On the Senate floor last month, Coe also referenced Wyo. 20-26 between Casper and Shoshoni. He deadpanned that his car “knows the way” and that he just lets it go, hinting he might travel over the 65 mph limit on the stretch.
“This is a good little bill, and I thought long and hard about it: I don’t have a conflict of interest,” he said, to laughter from his colleagues.
The acting president of the Senate joked the bill was intended to save Coe’s driver’s license.
“This bill probably would have no effect on how I drive, anyways,” parried Coe. “So it won’t save the license.”
Cody Beers, spokesperson for the Wyoming Department of Transportation, theorized the bill was written because people want to get from point A to point B a little quicker.
Raising the speed limit would require more work and money on the department’s part. Employees would have to alter 65 mph signs to 70 mph signs. And the department would have to monitor those 70 mph roads to determine over time whether the increased speed is safe, Beers said.
“This bill just gives WYDOT the discretion, if they so choose, to up some of these roads to 70,” Coe said. “Nothing in the bill says that they have to.”
The department would have to keep higher speeds in mind when designing new highways. For example, slopes on highway shoulders would need to be gentler and highways wider to accommodate greater speeds, Beers said.

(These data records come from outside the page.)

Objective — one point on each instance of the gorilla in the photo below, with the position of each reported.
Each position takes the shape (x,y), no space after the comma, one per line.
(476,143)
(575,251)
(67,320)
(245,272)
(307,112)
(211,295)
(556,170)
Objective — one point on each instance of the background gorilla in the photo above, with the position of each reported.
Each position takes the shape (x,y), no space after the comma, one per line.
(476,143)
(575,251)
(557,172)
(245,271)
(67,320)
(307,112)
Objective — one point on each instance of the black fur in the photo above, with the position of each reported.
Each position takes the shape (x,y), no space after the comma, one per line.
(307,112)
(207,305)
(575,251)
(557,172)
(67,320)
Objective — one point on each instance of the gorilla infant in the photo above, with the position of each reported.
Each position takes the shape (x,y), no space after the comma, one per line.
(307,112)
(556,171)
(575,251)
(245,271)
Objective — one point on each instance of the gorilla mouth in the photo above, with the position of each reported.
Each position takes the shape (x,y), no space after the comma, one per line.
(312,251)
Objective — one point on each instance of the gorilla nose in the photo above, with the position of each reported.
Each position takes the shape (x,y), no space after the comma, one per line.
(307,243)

All of Montana’s two lane highways are 70 mph. Some stretches on Interstate 80 and I-15 in Utah allow 80 mph, Coe said.
From Powell to Cody, a motorist may save a minute or two. A driver might cut 10 or 15 minutes making the 160-mile drive from Powell to Riverton. “That’s a ball park figure,” Beers said.
The House Transportation, Highways and Military Affair Committee will consider the bill today (Tuesday), Coe said.
While addressing the Senate, Coe said there’d been indications WYDOT might not pay much attention to the bill if it passes, given the department’s current budget crunch.